Elgin wrote an essay on "The Martial Art of Verbal Self-Defense" in "Aikido Exercises for Teaching and Training." Here's an excerpt.
All the stuff we always thought was just random stuff coming at us actually has a very organized, identifiable pattern. Response?
-- Identify the attack via Satir Modes (Blaming, Placating, Distracting, or Computer)
-- Realize that what you feed will grow.
Alex, I think your bus experience was a brilliant example of Miller's Law -- Let's assume that it's True that the guy was going to knock out the bus driver. What situation would this be true of? What would be the result?
I first saw Elgin's books in the late 80's and I can say that they provided brilliant tools for dealing with an abusive fellow who suddenly became amazingly UNscary. It was like watching a balloon deflate. Tools per Elgin were:
-- Recognizing the attack: "Ah! He's using Blaming mode." Ah! He's switched to Distractor Mode!" and
-- Realizing how to NOT feed it, how to recognize my actual goal, and how to control the situation. Verbal Aikido.
For how NOT to do it, I suggest you rent "Tatie Danielle" a French "comedy" in which a truly horrible old woman (who does "not fit your image of an attacker. . . a frail elderly relative, or someone who is ill") who terrorizes her kindly family until she's done in by the irimi of a no-nonsense caretaker. Reminds me of Ellis Amdur's wonderful story in (I think) "Dueling With O'Sensei" in which, faced with a violent opponent they tenkan tenkan tenkan but the apartment manager slices through all that and does a very appropriate and very effective irimi. BLAM!!! Meet Mat.

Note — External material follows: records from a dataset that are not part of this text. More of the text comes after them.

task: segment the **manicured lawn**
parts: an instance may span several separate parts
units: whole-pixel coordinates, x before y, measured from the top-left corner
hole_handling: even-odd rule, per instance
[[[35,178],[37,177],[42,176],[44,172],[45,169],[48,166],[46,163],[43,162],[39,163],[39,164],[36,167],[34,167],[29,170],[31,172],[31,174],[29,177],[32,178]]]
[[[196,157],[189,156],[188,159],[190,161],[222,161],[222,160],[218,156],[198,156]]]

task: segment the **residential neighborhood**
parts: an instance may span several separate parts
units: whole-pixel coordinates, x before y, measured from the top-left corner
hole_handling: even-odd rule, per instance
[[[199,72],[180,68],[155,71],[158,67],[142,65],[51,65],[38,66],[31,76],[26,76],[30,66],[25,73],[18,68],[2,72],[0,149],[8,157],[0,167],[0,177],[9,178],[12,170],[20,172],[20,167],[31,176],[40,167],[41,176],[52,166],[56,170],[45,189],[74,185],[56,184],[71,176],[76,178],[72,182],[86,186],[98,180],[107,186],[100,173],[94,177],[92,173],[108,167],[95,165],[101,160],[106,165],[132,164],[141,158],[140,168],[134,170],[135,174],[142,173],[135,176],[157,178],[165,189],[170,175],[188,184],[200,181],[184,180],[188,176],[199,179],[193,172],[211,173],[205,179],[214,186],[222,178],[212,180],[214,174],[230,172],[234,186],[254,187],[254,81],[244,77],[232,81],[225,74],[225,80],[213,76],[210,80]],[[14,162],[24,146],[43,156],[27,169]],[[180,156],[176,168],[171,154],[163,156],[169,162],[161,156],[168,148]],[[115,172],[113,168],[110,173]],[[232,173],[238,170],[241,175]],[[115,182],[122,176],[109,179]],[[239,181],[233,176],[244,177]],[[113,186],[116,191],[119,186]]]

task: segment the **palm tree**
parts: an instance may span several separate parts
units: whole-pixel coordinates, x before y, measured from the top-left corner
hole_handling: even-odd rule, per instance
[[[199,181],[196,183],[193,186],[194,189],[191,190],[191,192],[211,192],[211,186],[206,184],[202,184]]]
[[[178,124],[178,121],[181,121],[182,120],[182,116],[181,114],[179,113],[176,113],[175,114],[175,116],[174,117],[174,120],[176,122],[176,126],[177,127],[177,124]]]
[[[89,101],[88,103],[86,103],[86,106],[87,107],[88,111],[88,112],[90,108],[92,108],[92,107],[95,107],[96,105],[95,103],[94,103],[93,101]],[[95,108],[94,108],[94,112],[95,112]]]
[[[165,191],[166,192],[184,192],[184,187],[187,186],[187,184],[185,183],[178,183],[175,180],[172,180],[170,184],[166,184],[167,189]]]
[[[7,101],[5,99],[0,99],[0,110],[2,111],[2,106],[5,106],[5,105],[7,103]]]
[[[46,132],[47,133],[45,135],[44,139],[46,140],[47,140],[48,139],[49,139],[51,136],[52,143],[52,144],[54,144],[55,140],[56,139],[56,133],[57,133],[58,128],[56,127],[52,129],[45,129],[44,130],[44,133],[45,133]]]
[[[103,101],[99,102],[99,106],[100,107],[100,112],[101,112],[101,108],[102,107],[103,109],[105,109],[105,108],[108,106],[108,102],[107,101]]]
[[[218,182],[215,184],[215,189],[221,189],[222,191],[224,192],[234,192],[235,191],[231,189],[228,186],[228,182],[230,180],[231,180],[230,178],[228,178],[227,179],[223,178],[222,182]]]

This is not a trivial issue. Both Elgin and Gavin de Becker ("Gift of Fear") are very clear on this point: Verbal violence is the PRELUDE to physical violence. It may even serve as an "interview," a testing of the waters, to gauge just how successful actual physical violence might be, in muggings, in domestic violence, or as Hirigoyen puts it, in "Stalking the Soul."
Here's how to recognize it for what it is, and how to deal with it.
And, as O-Sensei said, "The Way of the Warrior is to stop trouble before it starts."